Jalan lain

by : tulisanbucin

Orang misterius itu menurunkan Kaina didepan apartemennya. Sebelum keluar orang misterius itu sempat berbisik pada Kaina.

“beristirahatlah dan jangan pernah mencoba melukai dirimu sendiri”

Kaina segera keluar dari mobil itu sesaat setelah orang misterius itu melepaskan sabuk pengamannya.

Kaina berlari menuju lift ingin rasanya ia bersembunyi di dalam apartemennya. Ia takut sangat takut. Ia tidak menyangka pertemuannya dengan orang misterius itu membuatnya semakin bingung.

“argh” Kaina berteriak karena terkejut saat sebuah tangan menyentuh pundaknya.

“Kaina tenang, ini saya Aksa”

“Aksa?”

“iya Aksa”

“kamu kenapa lari-lari?”

“gapapa kok aku cuma mau cepet sampe ke apartemen aku buat ke toilet”

“jangan lari nanti kamu jatuh”

Kaina membalasnya dengan anggukan kepala.

“Kaina”

“iya?”

“ini bukan apartemen kamu”

Kaina tersadar bahwa sedari tadi memang ia selalu salah menekan password apartemennya.

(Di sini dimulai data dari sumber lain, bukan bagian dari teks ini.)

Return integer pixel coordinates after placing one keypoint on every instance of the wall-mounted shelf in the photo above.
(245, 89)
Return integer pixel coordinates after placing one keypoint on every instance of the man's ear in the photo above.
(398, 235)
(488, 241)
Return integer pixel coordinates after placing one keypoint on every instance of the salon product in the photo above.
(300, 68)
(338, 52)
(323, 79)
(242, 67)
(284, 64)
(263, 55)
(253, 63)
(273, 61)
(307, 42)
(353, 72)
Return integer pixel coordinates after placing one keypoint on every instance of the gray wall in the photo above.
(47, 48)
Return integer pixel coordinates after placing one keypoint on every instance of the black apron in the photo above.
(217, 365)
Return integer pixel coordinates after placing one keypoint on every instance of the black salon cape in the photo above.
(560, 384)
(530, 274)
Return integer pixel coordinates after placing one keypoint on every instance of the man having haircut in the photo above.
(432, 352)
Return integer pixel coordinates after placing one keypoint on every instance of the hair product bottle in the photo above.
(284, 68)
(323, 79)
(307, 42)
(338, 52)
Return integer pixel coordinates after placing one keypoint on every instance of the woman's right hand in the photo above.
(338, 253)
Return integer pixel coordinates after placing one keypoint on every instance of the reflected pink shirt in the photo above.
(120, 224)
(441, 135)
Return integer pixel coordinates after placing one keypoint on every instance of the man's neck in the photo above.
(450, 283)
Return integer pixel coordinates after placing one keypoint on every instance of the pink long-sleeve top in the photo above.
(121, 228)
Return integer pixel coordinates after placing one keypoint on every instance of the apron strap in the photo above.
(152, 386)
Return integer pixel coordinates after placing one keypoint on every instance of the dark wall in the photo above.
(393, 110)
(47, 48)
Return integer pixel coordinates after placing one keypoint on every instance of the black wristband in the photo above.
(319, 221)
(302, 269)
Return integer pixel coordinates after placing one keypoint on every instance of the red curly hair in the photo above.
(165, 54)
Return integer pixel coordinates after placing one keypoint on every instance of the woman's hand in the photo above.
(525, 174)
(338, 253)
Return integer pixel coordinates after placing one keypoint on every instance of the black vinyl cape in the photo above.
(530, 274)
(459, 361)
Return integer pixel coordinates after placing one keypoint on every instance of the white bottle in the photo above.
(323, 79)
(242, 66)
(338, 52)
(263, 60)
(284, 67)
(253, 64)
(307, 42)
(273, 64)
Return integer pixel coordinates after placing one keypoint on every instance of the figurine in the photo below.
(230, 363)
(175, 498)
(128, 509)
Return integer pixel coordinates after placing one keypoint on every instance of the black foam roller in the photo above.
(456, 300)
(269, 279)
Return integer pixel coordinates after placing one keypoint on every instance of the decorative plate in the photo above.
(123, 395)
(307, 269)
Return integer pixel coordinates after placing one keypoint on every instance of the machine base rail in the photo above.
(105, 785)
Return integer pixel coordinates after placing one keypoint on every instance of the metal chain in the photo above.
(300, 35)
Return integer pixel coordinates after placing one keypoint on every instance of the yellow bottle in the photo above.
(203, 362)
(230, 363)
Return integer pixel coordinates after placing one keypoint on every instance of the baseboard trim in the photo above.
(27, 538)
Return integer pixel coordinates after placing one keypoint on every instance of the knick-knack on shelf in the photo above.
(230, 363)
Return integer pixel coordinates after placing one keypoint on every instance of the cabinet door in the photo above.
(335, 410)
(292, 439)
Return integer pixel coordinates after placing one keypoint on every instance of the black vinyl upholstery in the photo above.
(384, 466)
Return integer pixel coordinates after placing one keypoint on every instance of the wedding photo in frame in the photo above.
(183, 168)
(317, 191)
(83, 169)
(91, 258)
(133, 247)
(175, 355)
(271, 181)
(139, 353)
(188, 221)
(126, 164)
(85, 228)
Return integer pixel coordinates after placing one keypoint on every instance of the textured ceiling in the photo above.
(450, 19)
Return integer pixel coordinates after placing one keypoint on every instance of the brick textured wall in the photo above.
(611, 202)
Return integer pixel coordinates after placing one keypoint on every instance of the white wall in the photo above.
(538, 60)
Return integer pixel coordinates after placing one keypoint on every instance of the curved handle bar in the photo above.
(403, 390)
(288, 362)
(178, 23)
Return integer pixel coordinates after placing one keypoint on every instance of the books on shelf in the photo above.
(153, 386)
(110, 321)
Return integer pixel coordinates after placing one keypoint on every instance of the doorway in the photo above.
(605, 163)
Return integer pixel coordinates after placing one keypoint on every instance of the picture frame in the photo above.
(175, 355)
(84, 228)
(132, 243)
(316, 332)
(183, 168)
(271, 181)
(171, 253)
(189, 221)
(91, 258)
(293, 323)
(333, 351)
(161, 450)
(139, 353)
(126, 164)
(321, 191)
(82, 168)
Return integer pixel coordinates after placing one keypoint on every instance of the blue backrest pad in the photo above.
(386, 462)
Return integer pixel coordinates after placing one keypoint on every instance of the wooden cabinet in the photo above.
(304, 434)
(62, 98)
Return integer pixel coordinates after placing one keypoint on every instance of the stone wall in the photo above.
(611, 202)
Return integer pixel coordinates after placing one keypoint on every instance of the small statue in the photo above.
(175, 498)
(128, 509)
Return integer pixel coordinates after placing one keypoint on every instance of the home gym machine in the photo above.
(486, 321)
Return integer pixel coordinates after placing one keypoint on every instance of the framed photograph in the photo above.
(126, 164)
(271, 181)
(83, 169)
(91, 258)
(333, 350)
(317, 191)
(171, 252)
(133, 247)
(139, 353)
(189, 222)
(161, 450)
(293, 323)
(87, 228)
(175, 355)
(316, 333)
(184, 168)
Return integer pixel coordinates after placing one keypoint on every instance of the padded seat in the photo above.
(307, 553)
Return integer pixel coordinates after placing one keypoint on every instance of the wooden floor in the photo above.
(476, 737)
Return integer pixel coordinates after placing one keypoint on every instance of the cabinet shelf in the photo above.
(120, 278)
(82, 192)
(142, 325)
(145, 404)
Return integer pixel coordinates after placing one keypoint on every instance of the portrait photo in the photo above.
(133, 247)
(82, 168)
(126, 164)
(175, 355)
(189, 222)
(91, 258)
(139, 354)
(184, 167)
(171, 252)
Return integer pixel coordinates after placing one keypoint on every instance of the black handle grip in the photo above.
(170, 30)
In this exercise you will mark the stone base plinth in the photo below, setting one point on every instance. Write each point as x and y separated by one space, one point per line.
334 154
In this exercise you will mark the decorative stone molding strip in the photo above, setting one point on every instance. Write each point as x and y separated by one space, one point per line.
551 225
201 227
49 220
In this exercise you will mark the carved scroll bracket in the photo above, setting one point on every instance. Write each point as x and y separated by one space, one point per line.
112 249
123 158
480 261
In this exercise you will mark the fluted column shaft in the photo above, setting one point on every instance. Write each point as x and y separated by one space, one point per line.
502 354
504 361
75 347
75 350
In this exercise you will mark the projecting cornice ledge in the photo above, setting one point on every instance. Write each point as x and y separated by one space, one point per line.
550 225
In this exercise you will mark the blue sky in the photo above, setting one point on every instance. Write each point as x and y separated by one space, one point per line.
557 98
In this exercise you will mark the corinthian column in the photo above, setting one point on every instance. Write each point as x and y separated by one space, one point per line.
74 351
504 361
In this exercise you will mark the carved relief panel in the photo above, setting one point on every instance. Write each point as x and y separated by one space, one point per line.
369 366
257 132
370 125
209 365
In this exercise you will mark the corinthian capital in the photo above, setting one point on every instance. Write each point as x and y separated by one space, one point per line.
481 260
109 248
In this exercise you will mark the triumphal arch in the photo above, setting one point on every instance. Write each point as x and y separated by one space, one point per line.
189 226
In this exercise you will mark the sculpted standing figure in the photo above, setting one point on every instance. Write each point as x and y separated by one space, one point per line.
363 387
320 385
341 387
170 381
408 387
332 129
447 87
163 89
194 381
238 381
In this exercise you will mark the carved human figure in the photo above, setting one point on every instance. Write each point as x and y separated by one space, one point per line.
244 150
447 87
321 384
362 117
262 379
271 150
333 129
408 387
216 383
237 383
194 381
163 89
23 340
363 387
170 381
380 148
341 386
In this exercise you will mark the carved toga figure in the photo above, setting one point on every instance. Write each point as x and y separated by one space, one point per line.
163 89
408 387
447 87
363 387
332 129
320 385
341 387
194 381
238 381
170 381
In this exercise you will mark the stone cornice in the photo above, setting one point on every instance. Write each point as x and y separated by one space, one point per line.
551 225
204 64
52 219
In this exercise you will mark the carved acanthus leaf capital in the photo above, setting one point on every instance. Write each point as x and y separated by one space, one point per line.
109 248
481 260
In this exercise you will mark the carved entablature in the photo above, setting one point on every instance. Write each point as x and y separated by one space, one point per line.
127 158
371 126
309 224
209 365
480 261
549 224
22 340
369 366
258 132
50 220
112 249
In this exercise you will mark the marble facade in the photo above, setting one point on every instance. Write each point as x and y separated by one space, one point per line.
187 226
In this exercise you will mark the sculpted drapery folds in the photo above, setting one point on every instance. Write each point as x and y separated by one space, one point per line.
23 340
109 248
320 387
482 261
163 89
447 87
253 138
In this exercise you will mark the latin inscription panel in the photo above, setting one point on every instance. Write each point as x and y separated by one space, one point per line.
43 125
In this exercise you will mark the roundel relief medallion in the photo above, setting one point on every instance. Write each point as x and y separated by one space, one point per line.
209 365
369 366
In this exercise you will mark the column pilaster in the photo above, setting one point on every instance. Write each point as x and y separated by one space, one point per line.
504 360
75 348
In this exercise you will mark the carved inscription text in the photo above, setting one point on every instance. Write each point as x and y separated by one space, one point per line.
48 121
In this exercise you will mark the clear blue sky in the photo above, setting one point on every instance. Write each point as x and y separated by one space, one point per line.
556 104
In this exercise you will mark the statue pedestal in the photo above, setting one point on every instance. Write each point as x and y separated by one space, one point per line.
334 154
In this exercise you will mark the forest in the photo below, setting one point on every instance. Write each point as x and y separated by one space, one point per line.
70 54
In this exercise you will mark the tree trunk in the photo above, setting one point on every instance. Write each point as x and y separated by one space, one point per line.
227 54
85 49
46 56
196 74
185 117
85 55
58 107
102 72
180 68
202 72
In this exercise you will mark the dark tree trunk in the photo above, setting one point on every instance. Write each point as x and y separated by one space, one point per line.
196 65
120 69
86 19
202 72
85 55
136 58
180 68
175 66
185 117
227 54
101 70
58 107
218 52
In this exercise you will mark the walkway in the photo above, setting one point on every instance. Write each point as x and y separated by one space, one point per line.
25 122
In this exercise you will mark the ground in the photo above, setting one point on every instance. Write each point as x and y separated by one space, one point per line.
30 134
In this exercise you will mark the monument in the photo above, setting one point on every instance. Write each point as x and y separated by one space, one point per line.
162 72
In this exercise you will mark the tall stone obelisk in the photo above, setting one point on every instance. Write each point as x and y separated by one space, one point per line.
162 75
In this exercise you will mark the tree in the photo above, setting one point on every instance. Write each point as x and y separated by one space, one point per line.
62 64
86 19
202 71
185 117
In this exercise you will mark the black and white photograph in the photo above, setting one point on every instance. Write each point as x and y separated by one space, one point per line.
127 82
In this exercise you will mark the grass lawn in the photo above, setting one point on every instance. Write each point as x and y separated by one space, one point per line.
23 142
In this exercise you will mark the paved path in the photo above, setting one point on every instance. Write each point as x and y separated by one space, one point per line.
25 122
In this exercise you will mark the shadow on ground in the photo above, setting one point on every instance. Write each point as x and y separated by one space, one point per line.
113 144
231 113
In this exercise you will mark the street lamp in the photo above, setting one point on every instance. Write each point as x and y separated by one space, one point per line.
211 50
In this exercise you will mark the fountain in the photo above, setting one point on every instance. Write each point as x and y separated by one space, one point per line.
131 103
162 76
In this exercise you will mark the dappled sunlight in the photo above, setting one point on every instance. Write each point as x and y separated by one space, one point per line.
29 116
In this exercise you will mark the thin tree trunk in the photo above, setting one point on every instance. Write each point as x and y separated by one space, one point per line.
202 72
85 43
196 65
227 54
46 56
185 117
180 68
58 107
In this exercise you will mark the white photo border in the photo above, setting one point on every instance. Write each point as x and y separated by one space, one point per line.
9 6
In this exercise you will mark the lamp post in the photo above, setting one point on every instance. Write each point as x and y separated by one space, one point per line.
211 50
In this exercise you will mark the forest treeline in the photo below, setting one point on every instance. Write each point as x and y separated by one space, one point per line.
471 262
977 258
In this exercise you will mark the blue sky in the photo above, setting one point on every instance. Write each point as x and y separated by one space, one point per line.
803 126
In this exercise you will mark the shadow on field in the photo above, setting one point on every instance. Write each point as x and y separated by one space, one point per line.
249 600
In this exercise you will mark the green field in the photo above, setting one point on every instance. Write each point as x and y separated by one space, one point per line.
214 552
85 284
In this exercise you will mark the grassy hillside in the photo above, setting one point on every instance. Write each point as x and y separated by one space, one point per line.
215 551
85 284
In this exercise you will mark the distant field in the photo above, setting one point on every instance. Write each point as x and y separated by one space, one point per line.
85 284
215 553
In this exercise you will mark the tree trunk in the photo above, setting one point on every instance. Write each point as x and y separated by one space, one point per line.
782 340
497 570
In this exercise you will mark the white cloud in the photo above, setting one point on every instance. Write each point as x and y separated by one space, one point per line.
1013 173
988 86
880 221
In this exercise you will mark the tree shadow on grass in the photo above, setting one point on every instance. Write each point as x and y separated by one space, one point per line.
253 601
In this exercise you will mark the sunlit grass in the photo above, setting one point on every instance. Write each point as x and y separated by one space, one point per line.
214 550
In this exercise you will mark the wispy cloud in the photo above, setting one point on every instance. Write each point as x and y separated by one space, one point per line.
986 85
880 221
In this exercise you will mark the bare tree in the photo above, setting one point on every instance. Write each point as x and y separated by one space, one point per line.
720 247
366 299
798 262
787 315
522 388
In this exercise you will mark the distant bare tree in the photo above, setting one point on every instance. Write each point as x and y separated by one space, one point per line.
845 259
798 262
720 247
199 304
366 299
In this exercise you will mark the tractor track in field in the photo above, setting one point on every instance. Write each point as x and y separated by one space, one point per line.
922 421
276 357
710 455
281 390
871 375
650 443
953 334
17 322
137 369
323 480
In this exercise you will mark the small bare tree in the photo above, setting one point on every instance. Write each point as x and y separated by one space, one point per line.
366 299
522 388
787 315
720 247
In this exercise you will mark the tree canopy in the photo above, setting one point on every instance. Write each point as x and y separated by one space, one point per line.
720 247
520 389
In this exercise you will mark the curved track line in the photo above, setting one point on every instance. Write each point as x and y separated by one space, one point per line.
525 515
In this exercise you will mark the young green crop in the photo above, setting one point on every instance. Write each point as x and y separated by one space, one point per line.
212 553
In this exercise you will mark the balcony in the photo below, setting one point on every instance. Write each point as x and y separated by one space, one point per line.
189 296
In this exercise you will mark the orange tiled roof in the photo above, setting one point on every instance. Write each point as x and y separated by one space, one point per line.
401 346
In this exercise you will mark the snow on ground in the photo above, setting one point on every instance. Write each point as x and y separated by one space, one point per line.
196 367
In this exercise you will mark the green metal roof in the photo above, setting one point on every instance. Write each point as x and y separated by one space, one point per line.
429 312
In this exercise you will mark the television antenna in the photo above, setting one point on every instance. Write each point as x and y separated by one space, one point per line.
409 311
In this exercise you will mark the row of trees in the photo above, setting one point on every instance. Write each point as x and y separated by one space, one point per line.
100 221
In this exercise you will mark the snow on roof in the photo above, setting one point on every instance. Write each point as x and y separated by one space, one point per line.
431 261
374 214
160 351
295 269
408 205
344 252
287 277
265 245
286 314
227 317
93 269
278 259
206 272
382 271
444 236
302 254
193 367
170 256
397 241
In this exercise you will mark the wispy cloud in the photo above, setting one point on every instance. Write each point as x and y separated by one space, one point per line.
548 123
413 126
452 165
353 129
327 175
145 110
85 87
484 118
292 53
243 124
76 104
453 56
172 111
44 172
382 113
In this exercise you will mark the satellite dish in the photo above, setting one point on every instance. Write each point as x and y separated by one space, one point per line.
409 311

“kamu terlihat tidak sehat” Aksa masih mengikuti Kaina yang sudah membuka pintu apartemennya.

Namun saat Kaina sedang melepas sepatunya di rak ia melirik ke arah Aksa.

“apa saya boleh bertamu?” tanya Aksa yang tidak akan masuk ke apartemen Kaina tanpa permisi.

Kaina hanya membalasnya dengan anggukan.

Kaina duduk di sofa ruang tengah dan diikuti oleh Aksa. Aksa meraih botol air minum yang ada di ranselnya dan memberikannya pada Kaina.

“minumlah kamu terlihat sangat lelah”

“terimakasih”

Setelah meminum air itu hingga habis. Kaina malah semakin larut dengan pemikirannya sendiri. Melamun hingga ia melupakan kehadiran Aksa.

“Kaina?” Kaina menoleh ketika Aksa memegang bahunya.

“kamu tidak jadi ke toilet?”

“ah n-nggak jadi”

“Kaina maaf jika saya lancang, saya tidak tahu seberapa besar masalah yang kamu miliki. Namun dampak masalah itu dapat merubah segalanya. Kaina yang saya kenal tampak hilang dari diri kamu”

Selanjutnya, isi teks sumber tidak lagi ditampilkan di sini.